When one of the world’s most powerful banking chiefs needs advice on navigating a tough workplace situation, she turns to a rule she learned from legendary investor Warren Buffett – and it starts with a permission slip to be as angry as you want. Just not right at that moment.
Citigroup CEO Jane Fraser, the first woman to lead a major Wall Street bank, recently revealed that the former Berkshire Hathaway head gave her two pieces of counsel that have shaped how she leads through conflict, pressure and difficult personalities. She shared the advice at an event at Stanford Graduate School of Business, as reported by Fortune.
The first rule? “You can always call them an a*****e tomorrow,” Fraser quoted Buffett as saying. “Really good piece of advice. So, never in anger, respond to that email.”
Never send the angry email
The wisdom here is deceptively simple: delay the reaction. When emotions are running high – whether over a board decision, a colleague’s conduct, or a difficult investor – Buffett’s advice is to wait. The morning after will bring perspective that the heat of the moment cannot.
Fraser recalled one instance where this proved particularly useful. When an activist investor began putting pressure on Citigroup, her first instinct, she said, was decidedly unsympathetic. But stepping back and making a genuine effort to understand the investor’s position, she told the Stanford audience, ultimately led to a breakthrough. “I think empathy gives you a competitive edge because there’s far too many people that don’t try and understand the other perspective,” she said.

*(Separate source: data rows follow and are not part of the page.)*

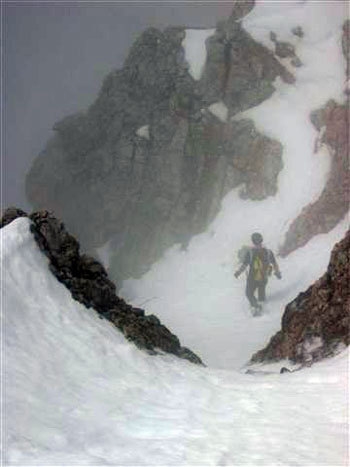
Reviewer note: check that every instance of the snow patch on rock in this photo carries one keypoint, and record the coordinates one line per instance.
(220, 111)
(195, 50)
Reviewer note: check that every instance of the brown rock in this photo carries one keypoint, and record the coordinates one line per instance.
(317, 322)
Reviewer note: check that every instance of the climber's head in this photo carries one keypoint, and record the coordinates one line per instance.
(257, 238)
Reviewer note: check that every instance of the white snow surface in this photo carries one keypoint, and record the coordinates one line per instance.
(195, 50)
(194, 291)
(75, 392)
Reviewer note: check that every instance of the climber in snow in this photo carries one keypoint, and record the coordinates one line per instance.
(261, 262)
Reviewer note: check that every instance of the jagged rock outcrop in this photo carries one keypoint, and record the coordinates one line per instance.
(10, 214)
(88, 282)
(317, 322)
(333, 203)
(332, 122)
(149, 162)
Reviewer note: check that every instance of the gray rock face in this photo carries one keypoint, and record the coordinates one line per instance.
(148, 164)
(88, 282)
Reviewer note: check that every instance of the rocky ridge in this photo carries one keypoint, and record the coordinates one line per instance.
(317, 322)
(149, 162)
(332, 123)
(88, 283)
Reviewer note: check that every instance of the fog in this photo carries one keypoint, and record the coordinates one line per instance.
(55, 56)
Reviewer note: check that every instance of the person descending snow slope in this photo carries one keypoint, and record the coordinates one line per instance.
(261, 261)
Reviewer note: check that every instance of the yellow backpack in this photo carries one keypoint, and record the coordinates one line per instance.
(258, 268)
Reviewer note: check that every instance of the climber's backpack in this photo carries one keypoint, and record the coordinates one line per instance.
(258, 267)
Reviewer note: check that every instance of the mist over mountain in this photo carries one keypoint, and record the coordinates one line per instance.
(148, 164)
(129, 336)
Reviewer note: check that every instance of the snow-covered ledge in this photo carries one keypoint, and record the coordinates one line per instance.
(143, 132)
(195, 50)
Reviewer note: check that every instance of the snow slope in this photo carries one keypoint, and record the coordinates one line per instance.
(75, 392)
(194, 292)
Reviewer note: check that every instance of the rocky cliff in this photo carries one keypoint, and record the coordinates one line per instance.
(147, 165)
(332, 123)
(88, 282)
(317, 322)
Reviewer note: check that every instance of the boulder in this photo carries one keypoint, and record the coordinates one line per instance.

Praise by name, criticise by category
The second piece of Buffett’s guidance is equally practical. According to Fraser, Buffett counselled her to praise employees by name but to criticise by category – meaning that when something goes wrong, leaders should address the behaviour or the pattern, never single out an individual publicly.

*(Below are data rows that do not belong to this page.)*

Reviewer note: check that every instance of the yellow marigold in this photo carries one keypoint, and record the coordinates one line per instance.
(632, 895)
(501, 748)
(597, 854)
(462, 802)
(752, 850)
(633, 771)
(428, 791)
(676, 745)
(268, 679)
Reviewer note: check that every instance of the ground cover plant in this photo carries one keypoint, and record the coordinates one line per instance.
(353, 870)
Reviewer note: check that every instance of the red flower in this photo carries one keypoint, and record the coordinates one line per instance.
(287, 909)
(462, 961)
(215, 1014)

“You’re always going to regret it if you criticise someone by name; it’s going to come back and bite you,” Fraser said at Stanford.
Together, the two rules form a coherent leadership philosophy: protect your relationships from your worst moments, and protect your people from your most frustrated ones. Fraser distilled it simply: “Just don’t be a jerk to people.”

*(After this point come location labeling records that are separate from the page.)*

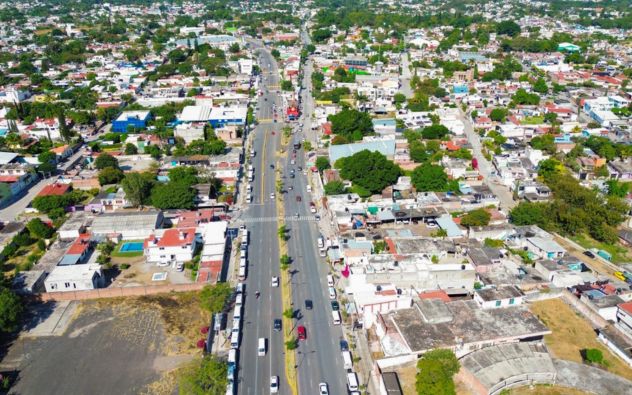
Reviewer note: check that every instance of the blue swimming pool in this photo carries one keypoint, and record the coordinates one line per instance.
(132, 246)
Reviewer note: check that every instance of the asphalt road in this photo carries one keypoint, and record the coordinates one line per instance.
(263, 259)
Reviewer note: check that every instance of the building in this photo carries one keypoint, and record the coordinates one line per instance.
(171, 246)
(128, 225)
(131, 120)
(222, 116)
(494, 298)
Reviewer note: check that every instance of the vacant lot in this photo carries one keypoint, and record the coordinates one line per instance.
(571, 334)
(114, 346)
(546, 390)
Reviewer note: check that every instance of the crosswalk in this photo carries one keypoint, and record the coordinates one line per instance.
(288, 218)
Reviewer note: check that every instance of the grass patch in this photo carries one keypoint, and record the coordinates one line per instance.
(117, 253)
(572, 334)
(618, 252)
(532, 120)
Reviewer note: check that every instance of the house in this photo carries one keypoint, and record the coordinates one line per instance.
(79, 277)
(128, 225)
(133, 120)
(545, 248)
(503, 296)
(171, 246)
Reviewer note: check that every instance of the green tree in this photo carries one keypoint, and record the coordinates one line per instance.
(39, 229)
(110, 175)
(351, 124)
(130, 149)
(137, 187)
(429, 177)
(478, 217)
(173, 195)
(369, 170)
(334, 188)
(105, 160)
(498, 114)
(204, 376)
(214, 297)
(11, 309)
(322, 163)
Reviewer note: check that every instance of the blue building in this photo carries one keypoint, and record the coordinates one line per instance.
(131, 120)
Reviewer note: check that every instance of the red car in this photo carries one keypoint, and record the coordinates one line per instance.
(302, 332)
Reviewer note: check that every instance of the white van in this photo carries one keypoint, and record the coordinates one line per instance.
(347, 361)
(234, 340)
(352, 381)
(336, 317)
(261, 350)
(237, 314)
(242, 273)
(239, 299)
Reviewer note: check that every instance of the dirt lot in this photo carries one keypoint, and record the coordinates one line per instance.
(571, 334)
(546, 390)
(114, 346)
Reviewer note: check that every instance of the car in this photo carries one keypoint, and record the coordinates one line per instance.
(274, 384)
(302, 332)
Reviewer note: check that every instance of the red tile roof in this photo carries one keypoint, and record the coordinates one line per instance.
(172, 238)
(54, 190)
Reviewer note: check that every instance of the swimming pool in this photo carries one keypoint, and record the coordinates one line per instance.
(132, 246)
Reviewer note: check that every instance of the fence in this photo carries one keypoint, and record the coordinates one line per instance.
(119, 292)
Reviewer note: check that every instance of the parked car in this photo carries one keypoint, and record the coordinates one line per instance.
(302, 332)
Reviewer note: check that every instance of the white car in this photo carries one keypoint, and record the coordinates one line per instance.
(274, 384)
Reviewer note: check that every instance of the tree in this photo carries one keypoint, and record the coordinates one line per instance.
(429, 177)
(10, 310)
(110, 175)
(434, 132)
(478, 217)
(214, 297)
(540, 86)
(334, 188)
(173, 195)
(205, 376)
(509, 28)
(137, 187)
(322, 163)
(39, 229)
(130, 149)
(105, 160)
(369, 170)
(351, 124)
(498, 114)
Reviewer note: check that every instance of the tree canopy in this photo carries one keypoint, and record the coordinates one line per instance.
(369, 170)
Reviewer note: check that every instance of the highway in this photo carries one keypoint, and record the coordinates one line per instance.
(263, 259)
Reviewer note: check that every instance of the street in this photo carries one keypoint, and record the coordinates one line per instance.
(485, 168)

Why it matters – inside Citi and beyond
Fraser, who joined Citigroup in 2004 and became CEO in 2021, built her career through a series of demanding roles – starting as a mergers and acquisitions analyst at Goldman Sachs after graduating from Cambridge, earning her MBA at Harvard Business School, and then spending a decade at McKinsey before moving to Citi.
As part of that process, she has been explicit about one priority: removing toxic employees. “…But if an a*****e’s always an a*****e, and it’s amazing how that just drains energy…” she said.
Her emphasis on attitude and interpersonal conduct has broader resonance at a time when companies are grappling with workplace culture and employee conduct.
Amazon CEO Andy Jassy has similarly noted that attitude plays an outsized role in early career success, saying in a conversation with LinkedIn CEO Ryan Roslansky, that an “embarrassing amount” of how well someone does in their twenties comes down to mindset.
For Fraser, Buffett’s framework is not a soft management platitude – it is a practical tool she has applied at the highest levels of global finance. The two rules, stripped back, add up to one thing: lead with patience, and the rest tends to follow.